To get the datasets please send the scanned version of the duly filled-in "organizational-access form" found here to the email address irmidis.fire2022@gmail.com. Please mention "IRMiDis FIRE 2022" somewhere in the form. Please mention the name of the team, and the name, affiliation and email id of each participant in the email.
Task 1: COVID-19 vaccine stance classification from tweets
Training data: We will be providing around 4,390 tweets as training data from two sources-
Cotfas dataset: Cotfas et. al. provided a dataset containing stances of tweets towards COVID-19 vaccines, crawled between November-December 2020. From this dataset, we will providing 2,792 crawled tweet-texts along with the tweet-IDs and the labels (pro-vax, neutral, anti-vax). This dataset will form the first part of the training dataset. The original dataset can be found at https://github.com/liviucotfas/covid-19-vaccination-stance-detection.
Our dataset: We (the organizers) crawled tweets between March-December 2020 with various vaccine-related keywords. We got tweets annotated with the three labels by three crowdworkers. For 1600 tweets, there was at least majority agreement among the crowdworkers. We provide these 1600 tweets (tweet IDs, tweet texts, classes) as the second part of the training set.

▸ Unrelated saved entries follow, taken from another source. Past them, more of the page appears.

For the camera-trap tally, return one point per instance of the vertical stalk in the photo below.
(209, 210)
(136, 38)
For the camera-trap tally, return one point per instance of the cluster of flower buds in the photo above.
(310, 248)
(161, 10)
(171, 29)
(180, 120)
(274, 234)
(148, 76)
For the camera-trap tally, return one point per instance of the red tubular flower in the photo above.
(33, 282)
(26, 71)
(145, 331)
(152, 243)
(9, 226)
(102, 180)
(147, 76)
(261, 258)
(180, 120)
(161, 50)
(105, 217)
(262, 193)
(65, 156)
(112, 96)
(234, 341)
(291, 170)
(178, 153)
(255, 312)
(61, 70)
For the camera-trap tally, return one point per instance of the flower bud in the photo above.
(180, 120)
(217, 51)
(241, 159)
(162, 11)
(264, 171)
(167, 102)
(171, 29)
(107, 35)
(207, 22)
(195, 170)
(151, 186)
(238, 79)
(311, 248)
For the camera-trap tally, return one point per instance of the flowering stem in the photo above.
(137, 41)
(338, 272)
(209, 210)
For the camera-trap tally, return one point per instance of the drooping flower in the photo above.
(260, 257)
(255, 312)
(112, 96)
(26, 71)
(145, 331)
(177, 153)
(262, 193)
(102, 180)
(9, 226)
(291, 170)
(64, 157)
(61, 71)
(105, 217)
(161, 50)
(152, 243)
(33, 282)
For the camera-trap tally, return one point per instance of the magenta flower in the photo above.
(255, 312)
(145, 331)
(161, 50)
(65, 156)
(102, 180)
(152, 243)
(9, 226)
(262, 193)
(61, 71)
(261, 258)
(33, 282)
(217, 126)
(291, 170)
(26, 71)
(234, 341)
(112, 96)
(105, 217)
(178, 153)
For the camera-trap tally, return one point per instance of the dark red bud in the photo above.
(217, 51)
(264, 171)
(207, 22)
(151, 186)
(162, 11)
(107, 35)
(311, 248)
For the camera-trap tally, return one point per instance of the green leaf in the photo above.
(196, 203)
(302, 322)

Test data: We shall release a test set of 500 tweets, providing only the tweet IDs and the tweet-texts for them.
Task 2: Detection of COVID-19 symptom-reporting in tweets
We crawled English tweets from February 2020- June 2021 using keywords related to COVID-19 symptoms (e.g., ‘fever’, ‘cough’). We took a random sample from our collected set of tweets and got about 2K tweets annotated into the four classes by human workers. We shall split this annotated set of tweets in the ratio 80%-20% and release them as train and test sets.
Note that, for this task, every tweet in both the train and test datasets will be such that it contains mention of some common COVID-19 symptoms; hence simply checking for the presence of such symptom-words will not be sufficient.